I-64 led through Kentucky and east into southern West Virginia, heading for Richmond. That was the way he had gone when he’d been traveling west, but going through Richmond didn’t seem like a good idea with all the weather-related traffic and accidents. There had been reports on the radio of massive traffic jams and multiple-car accidents as people fled the low-lying coastal regions, moving inland to avoid the brunt of Hurricane Mandy. And to David, avoiding that kind of traffic snarls sounded like a good idea.
So he thought he would leave I-64 and go northwest through the Shenandoah Valley before crossing the mountains and heading into town from the higher country. It looked longer on the map but a lot less likely to be packed with traffic, and that was good enough for him.
David saw a rest stop coming up at the point where the Interstate headed east out of Lexington, and he was unsure if he should stop or not. The rest would do him good, but he wanted to get back as quickly as possible. The town where he had g
rown up was going to hell, and he needed to be there for Bethany. And for himself. He’d left her alone, he’d caused Lisa Stevens to be out that night, probably causing her death. And he’d left his Aunt all alone, something that had undoubtedly contributed to her death. He needed to get back fast, but he needed to get there in one piece.

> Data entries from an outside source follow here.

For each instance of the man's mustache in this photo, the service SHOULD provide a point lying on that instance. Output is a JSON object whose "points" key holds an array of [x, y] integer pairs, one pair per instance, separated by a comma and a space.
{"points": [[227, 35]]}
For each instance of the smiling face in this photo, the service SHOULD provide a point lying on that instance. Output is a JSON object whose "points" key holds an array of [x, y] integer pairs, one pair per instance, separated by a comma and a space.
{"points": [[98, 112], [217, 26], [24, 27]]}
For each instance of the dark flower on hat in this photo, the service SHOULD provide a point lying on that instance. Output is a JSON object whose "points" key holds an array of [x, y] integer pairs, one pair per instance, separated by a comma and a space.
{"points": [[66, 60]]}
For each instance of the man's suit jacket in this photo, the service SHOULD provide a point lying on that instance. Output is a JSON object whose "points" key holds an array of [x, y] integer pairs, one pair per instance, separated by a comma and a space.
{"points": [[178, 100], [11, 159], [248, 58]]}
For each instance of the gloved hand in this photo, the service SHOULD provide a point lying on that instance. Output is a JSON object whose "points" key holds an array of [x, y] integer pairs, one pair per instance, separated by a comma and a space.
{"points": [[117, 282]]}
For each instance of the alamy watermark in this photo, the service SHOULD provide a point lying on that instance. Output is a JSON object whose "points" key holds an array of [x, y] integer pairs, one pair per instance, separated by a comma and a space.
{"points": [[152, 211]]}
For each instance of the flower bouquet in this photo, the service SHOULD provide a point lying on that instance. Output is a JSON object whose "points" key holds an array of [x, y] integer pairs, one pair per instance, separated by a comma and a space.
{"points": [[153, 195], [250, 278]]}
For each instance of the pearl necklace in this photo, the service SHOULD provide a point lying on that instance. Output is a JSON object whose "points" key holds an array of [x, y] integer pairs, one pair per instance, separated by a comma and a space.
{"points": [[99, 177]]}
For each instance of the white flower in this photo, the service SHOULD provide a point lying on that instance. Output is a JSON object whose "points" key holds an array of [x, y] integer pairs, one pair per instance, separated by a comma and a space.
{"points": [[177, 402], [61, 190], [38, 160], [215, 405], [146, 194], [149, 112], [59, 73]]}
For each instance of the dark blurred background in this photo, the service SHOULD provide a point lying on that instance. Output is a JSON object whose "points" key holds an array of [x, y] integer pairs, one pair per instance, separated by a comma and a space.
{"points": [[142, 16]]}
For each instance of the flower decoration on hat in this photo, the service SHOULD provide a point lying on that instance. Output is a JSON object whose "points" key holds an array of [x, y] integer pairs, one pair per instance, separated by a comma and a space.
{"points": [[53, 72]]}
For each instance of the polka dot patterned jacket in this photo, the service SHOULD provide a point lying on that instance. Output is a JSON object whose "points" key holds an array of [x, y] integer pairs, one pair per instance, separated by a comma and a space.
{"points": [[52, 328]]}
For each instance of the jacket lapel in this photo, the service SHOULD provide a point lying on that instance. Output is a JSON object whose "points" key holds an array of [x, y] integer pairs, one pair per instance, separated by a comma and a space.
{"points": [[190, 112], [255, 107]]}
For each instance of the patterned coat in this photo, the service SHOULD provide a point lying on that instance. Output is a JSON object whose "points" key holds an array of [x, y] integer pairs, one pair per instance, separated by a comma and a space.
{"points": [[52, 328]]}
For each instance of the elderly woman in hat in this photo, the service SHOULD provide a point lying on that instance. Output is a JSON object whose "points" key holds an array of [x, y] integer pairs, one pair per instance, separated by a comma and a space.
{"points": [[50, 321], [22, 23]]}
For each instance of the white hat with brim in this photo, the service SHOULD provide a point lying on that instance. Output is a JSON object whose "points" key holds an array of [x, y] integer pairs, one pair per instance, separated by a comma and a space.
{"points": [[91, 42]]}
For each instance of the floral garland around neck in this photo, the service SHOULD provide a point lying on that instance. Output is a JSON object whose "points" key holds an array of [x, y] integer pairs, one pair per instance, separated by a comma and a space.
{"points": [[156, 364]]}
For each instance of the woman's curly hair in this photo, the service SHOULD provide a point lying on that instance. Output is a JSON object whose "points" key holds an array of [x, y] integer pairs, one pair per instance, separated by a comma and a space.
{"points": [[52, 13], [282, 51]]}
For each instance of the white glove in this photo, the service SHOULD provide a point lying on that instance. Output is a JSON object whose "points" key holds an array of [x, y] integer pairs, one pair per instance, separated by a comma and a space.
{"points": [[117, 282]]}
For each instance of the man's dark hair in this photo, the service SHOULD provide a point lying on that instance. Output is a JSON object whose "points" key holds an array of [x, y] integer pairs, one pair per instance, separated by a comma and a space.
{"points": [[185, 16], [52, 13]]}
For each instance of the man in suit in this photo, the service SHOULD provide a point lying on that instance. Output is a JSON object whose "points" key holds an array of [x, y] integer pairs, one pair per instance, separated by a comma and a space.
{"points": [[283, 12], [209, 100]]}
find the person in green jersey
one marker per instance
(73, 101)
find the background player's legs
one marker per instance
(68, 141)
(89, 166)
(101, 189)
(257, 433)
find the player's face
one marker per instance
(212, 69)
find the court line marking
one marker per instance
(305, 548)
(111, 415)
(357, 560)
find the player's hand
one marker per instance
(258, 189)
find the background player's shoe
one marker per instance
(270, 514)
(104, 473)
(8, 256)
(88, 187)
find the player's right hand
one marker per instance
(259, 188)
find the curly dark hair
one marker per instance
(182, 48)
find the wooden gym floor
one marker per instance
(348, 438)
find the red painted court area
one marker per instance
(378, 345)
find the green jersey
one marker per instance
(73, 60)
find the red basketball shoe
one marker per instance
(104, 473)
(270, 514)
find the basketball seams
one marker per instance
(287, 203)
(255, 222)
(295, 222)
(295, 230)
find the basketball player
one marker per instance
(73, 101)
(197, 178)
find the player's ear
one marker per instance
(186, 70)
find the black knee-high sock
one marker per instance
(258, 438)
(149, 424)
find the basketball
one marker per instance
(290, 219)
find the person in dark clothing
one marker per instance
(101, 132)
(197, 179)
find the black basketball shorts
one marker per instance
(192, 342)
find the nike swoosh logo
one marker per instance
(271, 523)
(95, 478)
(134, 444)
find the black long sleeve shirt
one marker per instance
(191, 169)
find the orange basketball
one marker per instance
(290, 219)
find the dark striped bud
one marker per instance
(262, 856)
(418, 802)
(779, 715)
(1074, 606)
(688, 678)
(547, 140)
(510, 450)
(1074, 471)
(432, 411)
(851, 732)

He rolled down the window a little and cold, wet air played across his face, waking him a little. It would do no good if he tried to drive all the way through to Liberty and ended up in the ditch somewhere. No, maybe he could stop in West Virginia somewhere and grab a few hours sleep. Then, he’d be ready to drive the rest of the way without stopping, putting him into Liberty late on Friday afternoon. And if the weather cooperated, he might even get in earlier.
“Hurricane Mandy continues to move up the coast of North Carolina, having made landfall less than twenty-four hours ago. High winds and heavy rains have caused severe damage in the Cape Hatteras region, and some residents who had ignored the National Guard’s original evacuation orders are fleeing beach homes being destroyed by high tides and twelve-foot waves. Officials said that although most people did evacuate the Cape Hatteras area, many people refused to leave and are now trapped by rising water...” The voice on his radio wavered in and out of clarity, and David fiddled with one of the knobs as he went behind another mountain, trying to get the weather report back in. He was in eastern Kentucky and it was much hillier than he had expected, and the hills were breaking up the AM band and making it difficult for him to get anything to tune in.
That and the fact that he was in a very bad mood. It was very late on Thursday night; it was the 11:30 news update that was fading in and out. The car had been making bad noises for about an hour now, and he knew he was pushing it too hard. He had gotten her looked at before he had left Liberty and the mechanic had assured him that the car would make it all the way across the country if David was careful and didn’t push it too much each day. He’d topped off the oil and checked all the fluids, but there hadn’t been any time to get the brakes fixed or the exhaust system checked, so David knew that these sounds coming from under his car were probably not good sounds. He was driving it too fast and too hard, and the sounds made him wonder if the car would even make it.